Добавить в цитаты Настройки чтения

Страница 15 из 56



— Хватит вам, — вмешался Батурин. — Степанов, Мартынов, жрать хотите? А ты, Седов? Вы вообще хоть что-нибудь сегодня ели?

— Я обедал, — обернулся Алексей к молчавшему до этого прапорщику, — а вы, ребята?

— Мы тоже, в крепости, — ответил Седов.

— Хм, обедали, — хмыкнул Валентин, — уже завтракать пора.

— Знаешь, Валентин, что-то ничего в горло не лезет. Накурился до чертиков, — и Степанов вновь полез за сигаретой. — Пусть вон ребята поедят. Им надо.

— А выпить хочешь? — глаза Батурина, всегда немногого навыкате, хитро заблестели.

Степанов тяжело на него посмотрел. Прапорщик почувствовал себя неуютно под суровым взглядом товарища.

— Ты что, издеваешься, «рыбий глаз»? — возмутился Алексей. — Нашел время для подколок…

— Какие шутки, вот, смотри… — и Валентин с этими словами вытащил из-под своего матраса две бутылки водки.

— Откуда?

За два месяца о водке и слухом не слышали, и духа ее не чуяли. А тут целых две бутылки.

— Лётчика знакомого встретил. Короче, какое твое дело, где взял. Говори прямо: выпьешь?

Степанов вспомнил застигнутых днем за тризной Орловского, Кожанова… Так же, как и они? Разве в этом память?

— Леш, да давай выпьем, хоть уснем. Тут все свои, — поддержал Батурина Терентьев.

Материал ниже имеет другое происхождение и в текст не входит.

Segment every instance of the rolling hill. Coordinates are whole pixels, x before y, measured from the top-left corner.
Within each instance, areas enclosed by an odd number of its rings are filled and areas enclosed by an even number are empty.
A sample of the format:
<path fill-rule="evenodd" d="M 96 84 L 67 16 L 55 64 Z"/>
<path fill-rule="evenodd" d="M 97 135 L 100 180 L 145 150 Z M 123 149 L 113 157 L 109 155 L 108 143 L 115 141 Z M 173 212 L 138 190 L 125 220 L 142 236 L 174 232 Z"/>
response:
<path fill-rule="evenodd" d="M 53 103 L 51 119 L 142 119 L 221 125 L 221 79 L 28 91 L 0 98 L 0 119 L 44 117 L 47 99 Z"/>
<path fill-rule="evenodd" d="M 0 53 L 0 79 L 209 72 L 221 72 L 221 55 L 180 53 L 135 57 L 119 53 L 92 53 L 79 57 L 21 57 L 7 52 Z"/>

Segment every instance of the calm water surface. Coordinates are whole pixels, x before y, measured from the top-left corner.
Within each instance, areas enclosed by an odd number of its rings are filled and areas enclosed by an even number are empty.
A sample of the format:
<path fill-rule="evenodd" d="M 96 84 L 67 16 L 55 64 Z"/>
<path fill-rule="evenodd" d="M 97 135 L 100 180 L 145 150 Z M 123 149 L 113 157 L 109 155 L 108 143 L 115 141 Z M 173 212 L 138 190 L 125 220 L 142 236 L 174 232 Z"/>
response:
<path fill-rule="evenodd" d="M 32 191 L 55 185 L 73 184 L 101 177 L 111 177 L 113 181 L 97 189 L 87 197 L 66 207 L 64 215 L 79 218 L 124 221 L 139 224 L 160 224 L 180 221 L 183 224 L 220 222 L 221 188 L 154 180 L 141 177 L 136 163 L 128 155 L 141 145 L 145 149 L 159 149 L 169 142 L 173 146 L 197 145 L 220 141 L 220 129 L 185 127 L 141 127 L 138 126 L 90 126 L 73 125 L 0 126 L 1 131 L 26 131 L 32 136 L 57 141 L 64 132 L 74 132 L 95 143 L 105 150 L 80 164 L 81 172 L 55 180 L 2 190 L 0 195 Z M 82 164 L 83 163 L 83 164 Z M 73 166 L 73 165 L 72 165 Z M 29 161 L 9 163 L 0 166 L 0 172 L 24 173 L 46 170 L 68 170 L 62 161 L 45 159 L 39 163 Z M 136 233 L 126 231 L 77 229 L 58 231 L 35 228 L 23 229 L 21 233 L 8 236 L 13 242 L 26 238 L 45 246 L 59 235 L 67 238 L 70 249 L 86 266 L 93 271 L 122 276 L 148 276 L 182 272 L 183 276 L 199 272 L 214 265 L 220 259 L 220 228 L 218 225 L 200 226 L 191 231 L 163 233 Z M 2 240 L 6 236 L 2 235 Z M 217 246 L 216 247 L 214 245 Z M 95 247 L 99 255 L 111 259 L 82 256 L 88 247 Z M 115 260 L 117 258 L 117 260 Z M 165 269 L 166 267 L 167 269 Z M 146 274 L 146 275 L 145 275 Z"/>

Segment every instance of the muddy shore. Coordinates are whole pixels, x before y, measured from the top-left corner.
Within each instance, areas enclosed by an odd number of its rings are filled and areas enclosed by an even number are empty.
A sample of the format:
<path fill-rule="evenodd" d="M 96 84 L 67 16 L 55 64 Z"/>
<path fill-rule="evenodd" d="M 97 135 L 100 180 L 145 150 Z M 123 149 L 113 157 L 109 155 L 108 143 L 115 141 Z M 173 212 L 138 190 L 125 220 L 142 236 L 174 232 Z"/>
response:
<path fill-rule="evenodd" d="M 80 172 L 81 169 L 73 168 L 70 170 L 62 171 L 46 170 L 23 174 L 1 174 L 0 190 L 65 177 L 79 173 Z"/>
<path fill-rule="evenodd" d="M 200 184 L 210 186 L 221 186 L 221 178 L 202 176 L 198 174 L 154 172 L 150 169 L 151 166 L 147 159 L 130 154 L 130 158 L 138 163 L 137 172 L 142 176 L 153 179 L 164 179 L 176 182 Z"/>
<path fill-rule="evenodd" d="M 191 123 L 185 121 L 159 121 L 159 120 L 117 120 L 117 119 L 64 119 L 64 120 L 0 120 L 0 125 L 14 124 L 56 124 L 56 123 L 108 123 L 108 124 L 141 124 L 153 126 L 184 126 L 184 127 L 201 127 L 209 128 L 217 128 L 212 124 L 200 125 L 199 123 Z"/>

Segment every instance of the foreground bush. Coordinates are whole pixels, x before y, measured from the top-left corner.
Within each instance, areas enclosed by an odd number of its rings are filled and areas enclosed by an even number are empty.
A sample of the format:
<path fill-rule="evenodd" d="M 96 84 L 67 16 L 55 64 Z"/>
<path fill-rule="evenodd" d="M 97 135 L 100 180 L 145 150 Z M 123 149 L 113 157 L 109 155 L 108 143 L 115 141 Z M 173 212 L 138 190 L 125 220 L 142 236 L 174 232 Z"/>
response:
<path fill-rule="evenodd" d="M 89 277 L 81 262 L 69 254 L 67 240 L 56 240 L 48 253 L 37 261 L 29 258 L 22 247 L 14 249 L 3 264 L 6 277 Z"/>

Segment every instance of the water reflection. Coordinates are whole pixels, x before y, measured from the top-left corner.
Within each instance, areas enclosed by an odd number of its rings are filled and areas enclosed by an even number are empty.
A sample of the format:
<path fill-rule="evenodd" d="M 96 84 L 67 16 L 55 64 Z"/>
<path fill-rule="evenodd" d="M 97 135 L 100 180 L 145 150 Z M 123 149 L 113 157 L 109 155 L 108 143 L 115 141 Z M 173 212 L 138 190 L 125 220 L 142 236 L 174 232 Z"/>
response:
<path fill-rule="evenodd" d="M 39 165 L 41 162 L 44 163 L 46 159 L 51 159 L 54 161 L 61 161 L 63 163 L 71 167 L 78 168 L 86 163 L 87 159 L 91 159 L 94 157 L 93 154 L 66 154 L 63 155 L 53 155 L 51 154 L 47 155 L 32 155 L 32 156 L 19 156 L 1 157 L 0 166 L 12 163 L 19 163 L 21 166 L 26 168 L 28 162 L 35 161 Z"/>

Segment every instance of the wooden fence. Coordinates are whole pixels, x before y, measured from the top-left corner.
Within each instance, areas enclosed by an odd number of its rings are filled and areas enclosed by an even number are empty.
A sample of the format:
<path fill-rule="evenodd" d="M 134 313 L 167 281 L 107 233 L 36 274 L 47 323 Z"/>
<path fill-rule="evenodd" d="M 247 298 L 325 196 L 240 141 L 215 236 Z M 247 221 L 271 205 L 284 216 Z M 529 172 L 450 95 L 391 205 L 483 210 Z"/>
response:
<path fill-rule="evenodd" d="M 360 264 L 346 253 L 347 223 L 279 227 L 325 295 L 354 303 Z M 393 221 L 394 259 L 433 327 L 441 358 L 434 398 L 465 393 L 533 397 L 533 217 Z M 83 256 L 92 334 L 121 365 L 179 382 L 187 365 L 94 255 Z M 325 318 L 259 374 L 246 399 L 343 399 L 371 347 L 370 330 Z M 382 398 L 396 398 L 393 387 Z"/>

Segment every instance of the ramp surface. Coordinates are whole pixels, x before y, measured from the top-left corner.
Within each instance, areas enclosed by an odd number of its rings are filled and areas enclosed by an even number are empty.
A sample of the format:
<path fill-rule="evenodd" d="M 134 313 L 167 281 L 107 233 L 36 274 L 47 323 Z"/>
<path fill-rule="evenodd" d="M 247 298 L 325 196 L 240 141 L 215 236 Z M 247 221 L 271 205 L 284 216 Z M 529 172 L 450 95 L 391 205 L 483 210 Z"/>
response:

— Давай! — сдался Степанов. А затем, обращаясь к солдатам:

— Коля, Саня, садитесь.

— Товарищ старший лейтенант… — начал было Мартынов.

— По имени… — перебил солдата Степанов.

— Алексей… — Николай запнулся. — Александрович…

— Садись, садись. Что, на «гражданке» не пил? — подтолкнул Мартынова к лежанке Терентьев.

Батурин расстелил газету, взялся открывать штык-ножом банки с консервами. Терентьев тем временем быстро нарезал хлеб, попросил Седова подать стоявшую на приступке единственную эмалированную кружку. Нашли пару луковиц, соль.

Первому Батурин сунул кружку Алексею. Тот передал ее Мартынову:

— Давай, Коля. Помяни Медведя… Он нас не осудит…

Уже не чинясь, Николай принял кружку. Неторопливо по-крестьянски выпил водку, поморщился и сразу потянулся к банке с консервами.



— Ешь, не стесняйся, весь день голодный. Наверное, и забыл уже, когда обедал… — проговорил Терентьев.

Алексей тоже поднес кружку к губам. В нос ударил спиртной запах, защипало глаза. Выпил, закурил.

— Что ты опять за сигарету? — возмутился Терентьев. — Закуси сначала.

Степанов подчинился.

Помолчали.

— Добьем, что ли? — вопросительно посмотрел на Степанова Батурин.

— Давай, не тянуть же до утра, — согласился тот.

Опьянения никто не почувствовал. Так у всех были напряжены нервы. Но мало-помалу разговорились.

— Мы с Ласкиным сели в кунг, — начал рассказывать Седов. — Прапорщик и говорит: «Ты смотри в то окно, а я в это. Если что — стреляй». Разговор был уже у стадиона. Только мы прижались к бортам, как ударили по машине. Пули прошли по центру кунга… Вот, смотрите, одну нашел… Когда уже отгоняли обратно в крепость «уазку».

— А ну… — Алексей взял в руку сплющенную пулю. Посмотрел на сохранивший заводскую форму задник стального сердечника. Покачал головой:

— Похоже, наш винтпатрон. Образца восемьсот девяносто первого — девятьсот тридцатого. Но откуда у них «пэка»? Разве, что «дягтерева»… Помнишь, Коля, — обращаясь к Терентьеву, — привозили трофейные после первой ночи?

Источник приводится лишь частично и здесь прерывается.